As the copter twisted through the Himalayas, All finally allowed the relief to flood through him. “I’m alive,” he whispered.
Courtesy John All
As All recovered from his injuries, he sometimes felt as if a part of him had never escaped the crevasse. He talked freely about Tamang’s death and his own escape, but he did it from a remove—keeping himself the teller of the story, not the subject. “It was all so raw and overwhelming,” says All. “I had to keep it in the third person.”

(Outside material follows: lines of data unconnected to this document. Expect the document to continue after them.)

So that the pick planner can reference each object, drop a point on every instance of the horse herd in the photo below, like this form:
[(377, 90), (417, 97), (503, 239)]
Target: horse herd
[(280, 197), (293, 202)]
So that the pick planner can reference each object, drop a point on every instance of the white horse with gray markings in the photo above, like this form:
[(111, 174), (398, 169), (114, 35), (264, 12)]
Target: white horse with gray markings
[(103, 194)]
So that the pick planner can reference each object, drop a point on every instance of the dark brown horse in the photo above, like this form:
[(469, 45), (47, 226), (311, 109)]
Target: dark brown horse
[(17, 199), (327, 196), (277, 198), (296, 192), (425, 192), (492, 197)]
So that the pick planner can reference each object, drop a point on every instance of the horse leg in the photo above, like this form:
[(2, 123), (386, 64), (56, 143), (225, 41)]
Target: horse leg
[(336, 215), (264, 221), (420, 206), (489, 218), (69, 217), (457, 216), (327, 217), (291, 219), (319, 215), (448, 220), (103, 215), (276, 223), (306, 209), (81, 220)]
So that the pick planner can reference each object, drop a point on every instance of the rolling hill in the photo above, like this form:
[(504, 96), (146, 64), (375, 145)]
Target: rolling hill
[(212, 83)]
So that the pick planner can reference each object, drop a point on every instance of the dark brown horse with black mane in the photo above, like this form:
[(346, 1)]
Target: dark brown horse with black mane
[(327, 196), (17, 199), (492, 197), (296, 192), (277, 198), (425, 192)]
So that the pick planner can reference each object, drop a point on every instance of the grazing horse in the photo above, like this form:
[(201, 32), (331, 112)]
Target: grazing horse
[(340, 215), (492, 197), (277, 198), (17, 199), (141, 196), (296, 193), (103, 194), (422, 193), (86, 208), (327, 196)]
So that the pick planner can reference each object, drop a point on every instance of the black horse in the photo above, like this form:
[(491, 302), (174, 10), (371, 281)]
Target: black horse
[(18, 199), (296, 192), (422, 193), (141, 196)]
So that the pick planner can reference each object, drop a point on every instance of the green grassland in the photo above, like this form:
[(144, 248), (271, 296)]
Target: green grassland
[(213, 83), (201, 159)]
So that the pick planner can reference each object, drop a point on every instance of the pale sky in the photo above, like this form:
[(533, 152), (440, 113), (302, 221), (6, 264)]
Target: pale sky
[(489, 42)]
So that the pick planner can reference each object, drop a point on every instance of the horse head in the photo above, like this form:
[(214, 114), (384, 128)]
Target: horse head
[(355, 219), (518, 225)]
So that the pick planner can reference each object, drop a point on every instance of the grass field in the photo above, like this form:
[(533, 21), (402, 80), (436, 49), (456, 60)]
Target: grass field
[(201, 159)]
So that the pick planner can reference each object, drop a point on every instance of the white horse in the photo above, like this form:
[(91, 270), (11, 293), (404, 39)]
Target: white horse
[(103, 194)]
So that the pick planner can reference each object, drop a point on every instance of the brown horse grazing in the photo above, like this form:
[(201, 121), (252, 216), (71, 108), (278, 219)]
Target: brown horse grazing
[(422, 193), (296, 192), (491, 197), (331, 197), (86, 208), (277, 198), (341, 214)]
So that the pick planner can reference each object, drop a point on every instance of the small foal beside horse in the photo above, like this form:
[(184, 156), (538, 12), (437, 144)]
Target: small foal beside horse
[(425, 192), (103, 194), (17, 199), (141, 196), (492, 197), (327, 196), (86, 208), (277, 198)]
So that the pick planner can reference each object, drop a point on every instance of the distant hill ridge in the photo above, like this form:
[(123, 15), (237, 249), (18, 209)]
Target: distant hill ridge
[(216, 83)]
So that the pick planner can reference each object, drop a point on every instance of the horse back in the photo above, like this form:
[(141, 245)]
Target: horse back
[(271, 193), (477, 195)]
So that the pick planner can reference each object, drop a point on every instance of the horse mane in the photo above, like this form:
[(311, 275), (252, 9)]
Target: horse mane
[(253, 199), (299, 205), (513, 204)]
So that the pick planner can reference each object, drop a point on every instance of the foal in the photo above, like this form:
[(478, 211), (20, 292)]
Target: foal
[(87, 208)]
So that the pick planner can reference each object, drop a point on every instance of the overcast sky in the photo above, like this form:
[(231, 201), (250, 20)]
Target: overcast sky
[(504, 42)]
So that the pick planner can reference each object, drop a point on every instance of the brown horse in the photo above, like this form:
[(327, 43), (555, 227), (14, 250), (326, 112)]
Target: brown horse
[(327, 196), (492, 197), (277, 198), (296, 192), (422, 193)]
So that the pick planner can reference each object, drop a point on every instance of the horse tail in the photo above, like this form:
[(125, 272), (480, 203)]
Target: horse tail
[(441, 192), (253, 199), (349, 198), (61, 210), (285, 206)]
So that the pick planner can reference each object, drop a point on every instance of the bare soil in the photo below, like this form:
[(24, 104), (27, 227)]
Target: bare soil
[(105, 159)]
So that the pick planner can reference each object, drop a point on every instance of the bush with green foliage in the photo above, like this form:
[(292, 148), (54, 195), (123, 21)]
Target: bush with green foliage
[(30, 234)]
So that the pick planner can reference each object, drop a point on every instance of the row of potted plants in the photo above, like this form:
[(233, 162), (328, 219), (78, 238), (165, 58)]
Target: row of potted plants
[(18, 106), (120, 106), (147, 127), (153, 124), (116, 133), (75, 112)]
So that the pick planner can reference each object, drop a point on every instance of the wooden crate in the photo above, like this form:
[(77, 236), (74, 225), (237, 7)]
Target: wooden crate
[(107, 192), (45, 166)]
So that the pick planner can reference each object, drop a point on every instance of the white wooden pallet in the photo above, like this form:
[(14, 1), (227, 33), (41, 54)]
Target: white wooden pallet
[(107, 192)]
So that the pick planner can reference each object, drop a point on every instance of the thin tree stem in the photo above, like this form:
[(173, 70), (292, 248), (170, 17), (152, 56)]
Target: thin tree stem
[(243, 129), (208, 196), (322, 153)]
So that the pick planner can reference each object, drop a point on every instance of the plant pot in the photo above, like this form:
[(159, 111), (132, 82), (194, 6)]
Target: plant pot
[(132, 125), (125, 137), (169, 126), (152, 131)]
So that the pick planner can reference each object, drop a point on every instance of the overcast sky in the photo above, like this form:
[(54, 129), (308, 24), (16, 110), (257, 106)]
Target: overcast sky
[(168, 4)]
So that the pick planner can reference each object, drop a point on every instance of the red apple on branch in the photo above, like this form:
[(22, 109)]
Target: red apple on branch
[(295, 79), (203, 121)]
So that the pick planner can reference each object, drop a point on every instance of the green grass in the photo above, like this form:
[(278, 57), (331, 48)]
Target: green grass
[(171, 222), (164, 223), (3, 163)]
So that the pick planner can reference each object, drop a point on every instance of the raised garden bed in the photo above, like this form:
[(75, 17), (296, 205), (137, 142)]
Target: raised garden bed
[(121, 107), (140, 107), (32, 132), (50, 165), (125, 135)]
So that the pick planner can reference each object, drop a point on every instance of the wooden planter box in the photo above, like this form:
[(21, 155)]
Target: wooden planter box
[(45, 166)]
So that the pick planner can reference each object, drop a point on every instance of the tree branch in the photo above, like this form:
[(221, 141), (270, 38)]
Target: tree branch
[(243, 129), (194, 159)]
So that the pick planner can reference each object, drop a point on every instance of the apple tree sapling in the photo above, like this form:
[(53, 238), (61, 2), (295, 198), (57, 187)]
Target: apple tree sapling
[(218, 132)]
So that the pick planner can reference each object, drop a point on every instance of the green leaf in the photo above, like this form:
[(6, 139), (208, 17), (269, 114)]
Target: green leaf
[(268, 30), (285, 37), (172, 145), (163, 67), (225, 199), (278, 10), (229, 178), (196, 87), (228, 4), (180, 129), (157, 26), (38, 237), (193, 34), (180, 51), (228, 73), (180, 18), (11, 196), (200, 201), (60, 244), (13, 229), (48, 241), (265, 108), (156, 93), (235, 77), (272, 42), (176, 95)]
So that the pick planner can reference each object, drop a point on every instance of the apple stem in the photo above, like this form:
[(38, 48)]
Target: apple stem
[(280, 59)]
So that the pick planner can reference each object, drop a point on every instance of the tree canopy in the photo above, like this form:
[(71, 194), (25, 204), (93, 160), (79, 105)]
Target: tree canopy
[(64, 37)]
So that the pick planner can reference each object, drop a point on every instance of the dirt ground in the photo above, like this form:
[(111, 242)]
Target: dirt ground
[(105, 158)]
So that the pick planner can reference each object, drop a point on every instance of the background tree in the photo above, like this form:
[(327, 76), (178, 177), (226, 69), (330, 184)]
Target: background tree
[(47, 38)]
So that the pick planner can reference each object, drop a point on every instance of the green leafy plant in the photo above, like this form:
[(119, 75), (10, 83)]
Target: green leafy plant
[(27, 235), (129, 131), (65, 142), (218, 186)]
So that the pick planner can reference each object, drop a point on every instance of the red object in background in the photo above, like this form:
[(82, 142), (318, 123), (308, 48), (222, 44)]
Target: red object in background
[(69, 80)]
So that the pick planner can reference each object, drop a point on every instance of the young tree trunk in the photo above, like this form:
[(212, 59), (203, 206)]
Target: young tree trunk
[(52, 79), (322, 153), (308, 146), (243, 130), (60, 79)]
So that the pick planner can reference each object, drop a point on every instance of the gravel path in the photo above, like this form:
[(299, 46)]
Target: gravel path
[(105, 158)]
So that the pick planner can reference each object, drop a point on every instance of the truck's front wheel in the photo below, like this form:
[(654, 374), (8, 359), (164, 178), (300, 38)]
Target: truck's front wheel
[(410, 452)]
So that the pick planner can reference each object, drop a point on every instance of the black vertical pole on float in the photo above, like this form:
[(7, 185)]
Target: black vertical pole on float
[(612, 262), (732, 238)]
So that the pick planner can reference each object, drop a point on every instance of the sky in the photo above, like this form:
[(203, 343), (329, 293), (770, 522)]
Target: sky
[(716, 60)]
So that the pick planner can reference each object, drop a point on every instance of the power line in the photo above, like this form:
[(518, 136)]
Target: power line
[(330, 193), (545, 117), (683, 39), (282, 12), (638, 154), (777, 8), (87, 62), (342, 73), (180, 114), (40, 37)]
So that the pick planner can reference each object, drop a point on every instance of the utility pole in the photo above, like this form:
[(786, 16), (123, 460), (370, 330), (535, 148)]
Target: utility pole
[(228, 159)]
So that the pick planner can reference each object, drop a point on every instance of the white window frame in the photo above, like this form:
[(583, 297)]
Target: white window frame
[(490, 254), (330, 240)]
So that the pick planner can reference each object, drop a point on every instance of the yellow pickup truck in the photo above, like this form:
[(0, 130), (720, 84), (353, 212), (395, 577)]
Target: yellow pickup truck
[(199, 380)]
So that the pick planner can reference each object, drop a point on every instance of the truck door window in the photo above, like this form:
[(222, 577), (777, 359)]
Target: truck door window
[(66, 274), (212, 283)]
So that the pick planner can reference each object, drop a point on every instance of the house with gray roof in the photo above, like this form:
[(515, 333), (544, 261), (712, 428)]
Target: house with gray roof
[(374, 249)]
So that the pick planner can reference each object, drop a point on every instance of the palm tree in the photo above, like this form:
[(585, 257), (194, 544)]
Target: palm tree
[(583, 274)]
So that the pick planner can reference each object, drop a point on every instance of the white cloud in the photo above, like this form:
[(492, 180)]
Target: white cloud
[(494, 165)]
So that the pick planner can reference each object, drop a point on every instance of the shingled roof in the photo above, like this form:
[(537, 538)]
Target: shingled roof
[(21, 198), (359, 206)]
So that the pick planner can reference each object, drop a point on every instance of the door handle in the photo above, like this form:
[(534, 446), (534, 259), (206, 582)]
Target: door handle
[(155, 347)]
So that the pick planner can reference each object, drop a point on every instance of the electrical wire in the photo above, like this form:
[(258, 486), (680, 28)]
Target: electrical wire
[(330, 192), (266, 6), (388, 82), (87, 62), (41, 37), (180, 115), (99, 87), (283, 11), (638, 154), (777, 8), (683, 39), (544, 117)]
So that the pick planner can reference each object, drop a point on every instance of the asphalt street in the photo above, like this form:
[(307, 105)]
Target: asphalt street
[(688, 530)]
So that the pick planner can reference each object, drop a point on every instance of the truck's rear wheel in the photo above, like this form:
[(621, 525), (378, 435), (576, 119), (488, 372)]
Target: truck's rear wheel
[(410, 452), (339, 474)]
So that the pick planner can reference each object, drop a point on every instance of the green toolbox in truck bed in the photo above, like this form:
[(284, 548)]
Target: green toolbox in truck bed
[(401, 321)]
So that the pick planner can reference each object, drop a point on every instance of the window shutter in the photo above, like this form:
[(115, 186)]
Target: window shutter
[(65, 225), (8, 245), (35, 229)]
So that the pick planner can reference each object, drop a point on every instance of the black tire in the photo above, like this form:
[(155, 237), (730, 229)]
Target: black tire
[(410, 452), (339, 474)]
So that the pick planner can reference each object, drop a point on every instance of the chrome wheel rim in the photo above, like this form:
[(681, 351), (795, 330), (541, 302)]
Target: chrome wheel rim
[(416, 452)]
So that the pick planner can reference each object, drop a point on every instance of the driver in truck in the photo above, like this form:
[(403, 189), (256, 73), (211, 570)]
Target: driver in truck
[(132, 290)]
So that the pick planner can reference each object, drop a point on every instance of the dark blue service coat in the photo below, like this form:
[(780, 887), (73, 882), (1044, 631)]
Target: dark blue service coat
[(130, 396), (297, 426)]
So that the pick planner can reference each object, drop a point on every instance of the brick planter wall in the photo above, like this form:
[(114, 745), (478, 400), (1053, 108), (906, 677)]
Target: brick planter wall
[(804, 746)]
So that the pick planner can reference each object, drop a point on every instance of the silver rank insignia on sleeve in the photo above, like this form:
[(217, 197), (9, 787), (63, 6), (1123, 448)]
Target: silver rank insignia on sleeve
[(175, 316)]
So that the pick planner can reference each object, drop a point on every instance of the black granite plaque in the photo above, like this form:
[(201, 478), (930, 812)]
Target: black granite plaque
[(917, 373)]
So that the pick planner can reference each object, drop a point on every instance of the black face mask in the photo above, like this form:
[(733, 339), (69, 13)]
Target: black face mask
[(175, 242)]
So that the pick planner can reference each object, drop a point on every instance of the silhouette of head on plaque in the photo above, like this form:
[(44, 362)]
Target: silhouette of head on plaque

In March 2015, almost a year after his near-death experience, John All visited Rebecca Cole in Hawaii. By now he was physically healed, but Cole could see that her friend was still shaken. So, she says, “I took a week off to take John on as many hikes and adventures as he was physically able to handle.” One day, they climbed Mauna Loa, the largest volcano in the world. As they trekked, it began to snow—a rarity in tropical Hawaii—and soon they were breaking trail through three feet of snow on their way to the summit. Being in the snowy mountains for the first time since his accident and discovering that the experience still made him feel happy and at peace marked the beginning of All’s true recovery.
All is now a research professor at Western Washington University. He is also fulfilling a lifelong desire to train the next generation of climber scientists at the Mountain Environments Research Institute, which he founded in 2016. “We all have dreams, but we usually say, ‘I’ll do it when I get a chance,’” says All. “Lying on that mountain, I realized you get only one chance to live.”